Rite Aid is clinging to its position as a distant third (behind Walgreen and CVS) in the US retail drugstore business. The struggling company runs some 4,665 drugstores in about 30 states and the District of Columbia. Rite Aid stores fill prescriptions (more than two-thirds of sales) and sell health and beauty aids, convenience foods, greeting cards, and other items, including some 3,000 Rite Aid brand private-label products. About 60% of all Rite Aid stores are freestanding and 50% have drive-through pharmacies.
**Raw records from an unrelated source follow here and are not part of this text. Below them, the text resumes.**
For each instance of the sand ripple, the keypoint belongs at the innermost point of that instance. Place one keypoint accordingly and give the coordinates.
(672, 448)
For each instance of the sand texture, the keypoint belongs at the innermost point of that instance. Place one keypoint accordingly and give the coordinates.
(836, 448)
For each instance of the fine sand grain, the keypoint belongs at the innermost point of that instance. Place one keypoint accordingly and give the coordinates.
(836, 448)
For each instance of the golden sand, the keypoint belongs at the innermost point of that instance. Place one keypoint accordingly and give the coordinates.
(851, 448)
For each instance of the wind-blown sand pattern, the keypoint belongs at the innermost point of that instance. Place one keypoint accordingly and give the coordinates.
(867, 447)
Rite Aid acquired more than 1,850 Brooks and Eckerd drugstores from Canada's Jean Coutu Group for about $4 billion, which saddled the company with plenty of debt and redundant stores in some areas.
In addition to its retail pharmacy chain, Rite Aid operates more than 2,100 GNC stores-within-Rite Aid-stores that sell vitamins and mineral supplements through a partnership with General Nutrition Companies, Inc. Rite Aid, which considers the in-store GNC departments to be a differentiator between it and its larger rivals, plans to open an additional 500 GNC in-store departments by the end of 2014. The chain also offers healthcare services, including flu shots, other immunizations, and diabetes management consultants, at its drugstores.
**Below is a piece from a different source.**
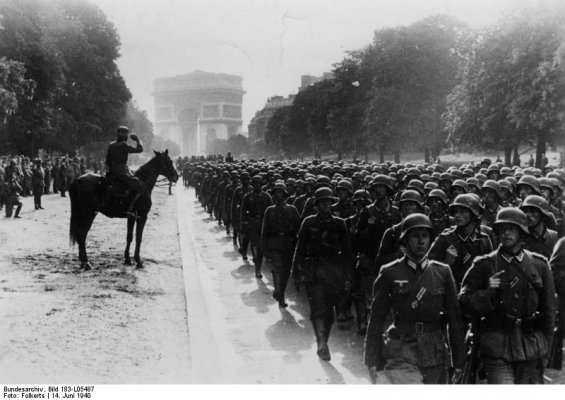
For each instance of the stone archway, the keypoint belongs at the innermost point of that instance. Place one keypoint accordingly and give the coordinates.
(188, 121)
Rite Aid's sales increased 3.5% in fiscal 2012 (ends February) vs. the prior year, and same-store sales climbed 2% over the same period. The rebound followed two years of negative annual sales comparisons and declining same-store sales. Nevertheless, Rite Aid failed to turn a profit for the fifth consecutive year. (The sustained losses have left Rite Aid short on cash to make improvements to its stores or to move them to better locations. While rivals Walgreen and CVS are adding hundreds of stores and making big acquisitions, Rite Aid is shrinking.) However, Rite Aid did manage to narrow its loss in fiscal 2012, a trend that continued in the first half of fiscal 2013. The company credited the sales gain in fiscal 2012 to the positive impact of its wellness and loyalty programs, flu immunizations, and other initiatives aimed at driving sales. More recently, Rite Aid's prescription sales got a boost from patients who could not fill their Express Scripts prescriptions at Walgreens stores during the dispute between the two companies, which has been resolved.
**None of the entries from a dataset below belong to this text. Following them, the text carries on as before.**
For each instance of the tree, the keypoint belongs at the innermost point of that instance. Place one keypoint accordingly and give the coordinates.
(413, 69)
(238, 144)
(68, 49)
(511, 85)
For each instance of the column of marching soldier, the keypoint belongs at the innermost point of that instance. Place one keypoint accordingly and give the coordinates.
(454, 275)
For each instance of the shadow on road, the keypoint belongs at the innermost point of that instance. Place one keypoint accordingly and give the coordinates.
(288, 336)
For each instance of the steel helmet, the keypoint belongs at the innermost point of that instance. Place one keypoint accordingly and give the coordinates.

Rite Aid's heavy debt load, unprofitability, the recent deep recession, and tight credit markets have put the company in a vulnerable position and even led to speculation about its survival. In an effort to right its ship, Rite Aid has closed nearly 400 underperforming stores in the past four years, reduced inventory and costs, and cut its budget for capital expenditures. It also brought in a new CEO, John Standley, who had previously left Rite Aid to become CEO of Pathmark Stores. He succeeded Mary Sammons in June 2010 and was named chairman in June 2012. Standley faces the difficult task of turning the business around and proving that the Brooks and Eckerd purchase was not a colossal mistake. (Rite Aid has lost money every quarter since acquiring Brooks Eckerd in 2007.) To that end, Rite Aid is remodeling hundreds of stores and stepping up marketing efforts to lure shoppers with its Wellness loyalty card and pushing flu shots during the second half of the year. The loyalty card program (launched in 2010) is the first national marketing campaign that Rite Aid has undertaken in some 10 years.
Jean Coutu, which received a 32% stake in Rite Aid in the Brooks/Eckerd deal, currently controls about 19% of the total Rite Aid voting power.